In sum, I must report in candor to the Committee that the health of the American patent system is not good, but has declined sharply in just the past few years.
Why? With the best of intentions, the three stewards of the patent system, the Supreme Court, the Congress and the PTO, have worked so hard to root out invalid patents, stem frivolous suits, and curb abusers of the patent system that its efficacy has been diminished or destroyed for the majority of owners who are responsible actors. That seems an absurd and unnecessary price for America to pay. Abusers can be punished and deterred by surgical means and weakening the entire system is surely unnecessary and unwise.
How then did we arrive at this worrisome circumstance?
Three myths pervaded the policy debates even before and particularly since passage of the AIA:
The first myth is that most asserted patents are “bad.” Not so.
The second myth is that most suits are frivolous. No so.

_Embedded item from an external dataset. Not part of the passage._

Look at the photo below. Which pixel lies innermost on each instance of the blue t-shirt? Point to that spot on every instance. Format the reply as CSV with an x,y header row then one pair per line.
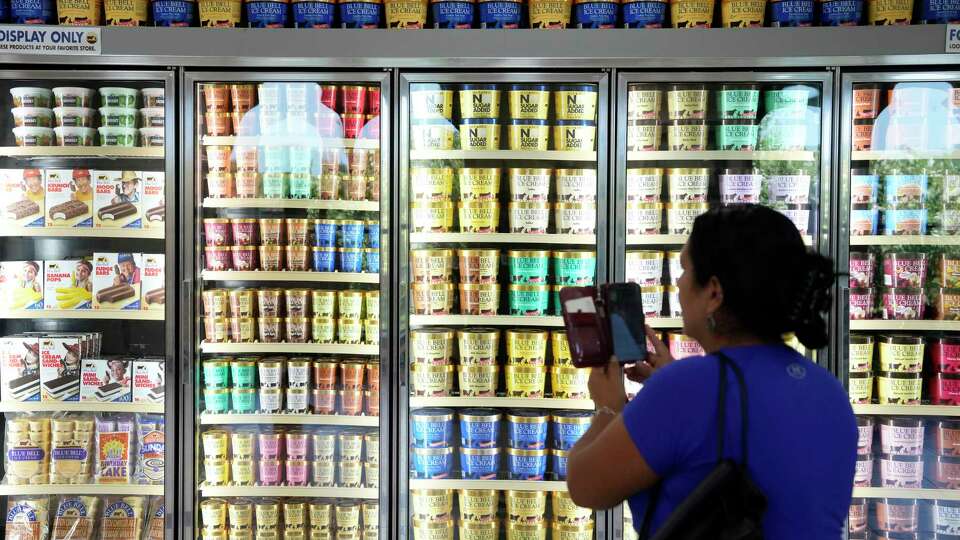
x,y
802,437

The third myth is that the courts are unwilling or unable to deal with the limited number of actual abusers of the patent system. Also not so. Another phenomenon was that the three Branches of Government did not adequately coordinate their interventions to improve performance of the system. So, the PTO implemented the AIA reviews with procedures that, in my view, in certain respects departed from Congressional intent. The Supreme Court revolutionized the law of patent eligibility, but provided wholly inadequate guidance for those who must apply the new standards: 8,300 examiners, 1,000 district judges, 263 APJs on the PTAB and many thousands of private and corporate attorneys who advise business decision-makers. They, after all control much of the money that could go into R & D and follow-on commercialization that actually puts cures in the hands of physicians and new products on store shelves for consumers, or not.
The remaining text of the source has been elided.